EFCC Arraigns Ibru, Ebong, Nwosu in Court Tomorrow

Lagos: The Economic and Financial Crimes Commission (EFCC) will tomorrow arraign more than a dozen bank executives and some debtors to the banks in its custody before the Federal High Court in Lagos.

A source close to the commission disclosed to Sunday Trust last night that  the agency had finalise all the necessary arraignment to facilitate the trial of the bank executives who have been in the EFCC custody since their arrest a fortnight ago.

Some of the charges against them include the following: arbitrary granting of loans; securing foreign loan facilities without consulting the CBN; indirect granting of loans to themselves through fronts; insider trading; capital market manipulation; money laundering and the reckless spending of banks’ funds.
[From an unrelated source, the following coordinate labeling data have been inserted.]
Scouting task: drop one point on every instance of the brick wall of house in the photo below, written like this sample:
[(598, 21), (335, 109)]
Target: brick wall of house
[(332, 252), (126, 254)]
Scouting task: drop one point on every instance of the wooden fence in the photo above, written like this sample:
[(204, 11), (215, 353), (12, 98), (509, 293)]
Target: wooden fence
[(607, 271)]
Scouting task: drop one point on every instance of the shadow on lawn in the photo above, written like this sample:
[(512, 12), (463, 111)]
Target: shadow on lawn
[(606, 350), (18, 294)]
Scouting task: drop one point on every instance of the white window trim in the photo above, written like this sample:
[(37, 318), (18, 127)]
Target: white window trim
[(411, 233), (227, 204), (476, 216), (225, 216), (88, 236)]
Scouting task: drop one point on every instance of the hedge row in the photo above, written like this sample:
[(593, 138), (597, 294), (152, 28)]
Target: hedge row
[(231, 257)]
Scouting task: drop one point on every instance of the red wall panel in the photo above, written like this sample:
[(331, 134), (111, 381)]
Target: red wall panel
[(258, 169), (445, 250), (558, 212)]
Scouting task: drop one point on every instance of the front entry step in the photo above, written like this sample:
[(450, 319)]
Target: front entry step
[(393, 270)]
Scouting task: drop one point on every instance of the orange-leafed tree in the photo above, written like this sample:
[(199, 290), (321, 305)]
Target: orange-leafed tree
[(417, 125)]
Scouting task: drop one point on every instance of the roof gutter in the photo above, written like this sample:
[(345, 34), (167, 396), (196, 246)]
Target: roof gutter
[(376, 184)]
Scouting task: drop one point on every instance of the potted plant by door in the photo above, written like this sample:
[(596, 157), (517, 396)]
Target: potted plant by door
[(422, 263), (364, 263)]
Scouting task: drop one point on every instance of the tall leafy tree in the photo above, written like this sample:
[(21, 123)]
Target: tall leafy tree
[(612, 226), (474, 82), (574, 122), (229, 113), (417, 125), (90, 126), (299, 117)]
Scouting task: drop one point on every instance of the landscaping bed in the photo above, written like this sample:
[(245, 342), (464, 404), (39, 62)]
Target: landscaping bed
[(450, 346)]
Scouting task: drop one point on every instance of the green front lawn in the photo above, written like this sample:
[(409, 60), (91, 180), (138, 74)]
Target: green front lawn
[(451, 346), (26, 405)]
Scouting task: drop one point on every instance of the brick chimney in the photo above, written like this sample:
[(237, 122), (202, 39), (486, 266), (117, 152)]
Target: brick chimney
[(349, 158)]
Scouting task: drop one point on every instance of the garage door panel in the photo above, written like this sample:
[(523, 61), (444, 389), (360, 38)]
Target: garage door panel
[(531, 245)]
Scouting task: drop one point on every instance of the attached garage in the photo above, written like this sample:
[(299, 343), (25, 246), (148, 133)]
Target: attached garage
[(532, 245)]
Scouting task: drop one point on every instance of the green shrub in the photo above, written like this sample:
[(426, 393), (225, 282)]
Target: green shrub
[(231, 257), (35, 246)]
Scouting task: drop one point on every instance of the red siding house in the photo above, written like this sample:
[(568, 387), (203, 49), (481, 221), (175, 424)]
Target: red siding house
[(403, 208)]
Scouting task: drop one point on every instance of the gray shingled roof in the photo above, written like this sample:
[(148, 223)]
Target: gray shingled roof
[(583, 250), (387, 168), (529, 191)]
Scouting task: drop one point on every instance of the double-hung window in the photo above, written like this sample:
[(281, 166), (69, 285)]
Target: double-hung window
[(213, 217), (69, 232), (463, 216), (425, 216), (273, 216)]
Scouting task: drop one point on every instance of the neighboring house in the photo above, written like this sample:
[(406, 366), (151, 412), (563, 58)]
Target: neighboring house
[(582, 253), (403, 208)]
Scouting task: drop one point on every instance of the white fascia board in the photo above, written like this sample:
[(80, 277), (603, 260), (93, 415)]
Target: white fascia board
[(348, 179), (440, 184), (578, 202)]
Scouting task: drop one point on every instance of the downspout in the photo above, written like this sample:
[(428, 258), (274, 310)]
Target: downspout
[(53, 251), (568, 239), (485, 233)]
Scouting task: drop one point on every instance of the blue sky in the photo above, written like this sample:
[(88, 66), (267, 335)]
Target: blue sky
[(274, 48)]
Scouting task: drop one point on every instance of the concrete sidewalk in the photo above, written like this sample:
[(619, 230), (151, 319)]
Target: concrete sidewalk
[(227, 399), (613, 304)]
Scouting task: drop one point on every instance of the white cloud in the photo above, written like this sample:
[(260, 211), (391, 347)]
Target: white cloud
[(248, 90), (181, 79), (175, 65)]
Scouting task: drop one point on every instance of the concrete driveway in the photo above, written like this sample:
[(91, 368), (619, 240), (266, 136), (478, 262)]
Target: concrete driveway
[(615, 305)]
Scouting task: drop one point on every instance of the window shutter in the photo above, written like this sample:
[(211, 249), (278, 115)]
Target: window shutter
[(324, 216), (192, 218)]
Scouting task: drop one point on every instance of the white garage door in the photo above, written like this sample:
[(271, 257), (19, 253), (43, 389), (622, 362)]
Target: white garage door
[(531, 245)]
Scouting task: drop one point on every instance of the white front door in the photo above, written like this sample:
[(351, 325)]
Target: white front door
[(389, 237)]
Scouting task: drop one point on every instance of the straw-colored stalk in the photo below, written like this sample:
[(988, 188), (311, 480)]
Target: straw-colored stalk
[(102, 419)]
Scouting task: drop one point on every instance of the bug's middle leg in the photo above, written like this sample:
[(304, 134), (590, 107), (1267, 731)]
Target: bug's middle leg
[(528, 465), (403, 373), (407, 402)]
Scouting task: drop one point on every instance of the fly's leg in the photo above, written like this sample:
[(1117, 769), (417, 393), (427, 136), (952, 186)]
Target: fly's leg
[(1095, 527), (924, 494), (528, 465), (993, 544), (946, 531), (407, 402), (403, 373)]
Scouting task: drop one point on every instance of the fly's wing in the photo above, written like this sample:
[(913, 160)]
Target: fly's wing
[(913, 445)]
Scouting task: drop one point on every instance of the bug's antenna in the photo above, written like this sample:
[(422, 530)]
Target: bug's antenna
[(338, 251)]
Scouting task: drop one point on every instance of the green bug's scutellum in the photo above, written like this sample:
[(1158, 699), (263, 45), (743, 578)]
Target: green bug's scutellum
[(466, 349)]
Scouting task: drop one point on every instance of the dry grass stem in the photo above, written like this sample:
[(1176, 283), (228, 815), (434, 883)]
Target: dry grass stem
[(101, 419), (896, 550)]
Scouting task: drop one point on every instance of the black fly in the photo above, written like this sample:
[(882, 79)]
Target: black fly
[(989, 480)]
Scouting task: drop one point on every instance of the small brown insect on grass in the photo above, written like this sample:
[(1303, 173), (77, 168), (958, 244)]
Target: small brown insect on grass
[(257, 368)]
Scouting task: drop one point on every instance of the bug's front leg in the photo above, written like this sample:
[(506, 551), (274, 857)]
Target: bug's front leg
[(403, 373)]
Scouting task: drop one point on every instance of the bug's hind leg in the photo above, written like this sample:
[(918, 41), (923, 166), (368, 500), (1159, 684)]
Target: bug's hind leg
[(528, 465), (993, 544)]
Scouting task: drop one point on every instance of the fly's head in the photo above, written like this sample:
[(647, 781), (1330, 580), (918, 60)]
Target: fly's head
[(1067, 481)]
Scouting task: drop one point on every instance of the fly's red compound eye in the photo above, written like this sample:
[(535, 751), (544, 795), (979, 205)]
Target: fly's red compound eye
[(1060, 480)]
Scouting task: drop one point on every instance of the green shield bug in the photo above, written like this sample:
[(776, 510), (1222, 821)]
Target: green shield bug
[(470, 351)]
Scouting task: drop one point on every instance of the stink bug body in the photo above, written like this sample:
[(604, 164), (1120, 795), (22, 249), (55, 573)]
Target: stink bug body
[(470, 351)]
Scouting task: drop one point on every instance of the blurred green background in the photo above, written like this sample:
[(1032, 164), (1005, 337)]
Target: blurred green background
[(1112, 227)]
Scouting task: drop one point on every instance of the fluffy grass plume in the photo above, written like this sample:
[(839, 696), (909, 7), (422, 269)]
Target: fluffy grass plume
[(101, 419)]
Some of the top bank executives in the EFCC’s custody include Mrs Cecilia Ibru, former Managing Director of Oceanic Bank Plc; Mr Barthelomew Ebong, former Managing Director of Union Bank Plc; Mr Okey Nwosu, former MD of Finbank; and Mr Sabestian Adigwe, former MD of Afribank Plc. Mr Erastus Akingbola of Intercontinental Bank Plc, the fifth MD dropped in the cleansing of the banking sector is still on the run, and has been declared wanted by the EFCC.

Since the CBN handed the list of debtors of non-performing loans to the tune of N747 billion to the anti-corruption agency, the EFCC has made many arrested, including 16 bank executives and about 60 debtors, and has recovered about N45 billion of the total debt in one week.

The EFCC Head of Media and Publicity, Femi Babafemi, told Sunday Trust that “more debtors are coming to make payments. But some of the debtors will be taken to court along with the bank executives on Monday.”

At least, two of the bank executives in the CBN custody had gone to court to question their detention by the EFCC for more than 48 hours as allowed by law. A Lagos court granted their prayer, but they have not been able to meet the EFCC’s conditions for bail.

The conditions include the sum of N1 billion, sureties, who must be a serving ministers in the government of President Umaru Musa Yar’adua, who must have property at choice locations of Ikoyi or Victoria Island in Lagos, and Maitama and Asokoro, in the Federal Capital Territory (FCT) Abuja.

Meanwhile, the Central Bank of Nigeria (CBN) governor, Malam Sanusi Lamido Sanusi, at the weekend reiterated his resolve to sanitise the banking sector, saying that he is not afraid if powerful people in the country consider him as their enemy as a result of his action.

Sanusi made this declaration in London in an interview with the British Broadcasting Corporation (BBC), even as Sunday Trust can reveal that the Kano-born prince is under serious pressure to soft-pedal in his drive to ensure the prosecution of top bank officials and those who fail to repay the loans they took from banks.

A source close to the CBN governor told Sunday Trust in confidence that “Sanusi is under tremendous pressure. Those in trouble are not stopping at anything to ensure he does not bring them to book. They have gone to the extent of soliciting the intervention of traditional rulers. We fear that if this pressure continues, he might quit. But we know he will overcome.”

Speaking to the BBC on the reaction of the powerful individuals in the Nigerian society to his actions, the CBN governor declared: “It creates a climate of fear in the minds of those who for a long time have broken the rules. And it is important that they understand that there are consequences for their actions.”

He underscored this position by saying he was not concerned about making powerful enemies: “It doesn’t concern me at all.  In fact, I would like them to know I am their enemy.  I would like to see anybody who committed an offence that is punishable by imprisonment go to jail.”

Sanusi, who is on a world tour to reassure foreign investors that Nigerian banks are safe and sound, added that most of the bad loans had come from the five banks already targeted by the Central Bank.

Lamido Sanusi told a meeting of financiers in London that decisive measures had stabilised the system.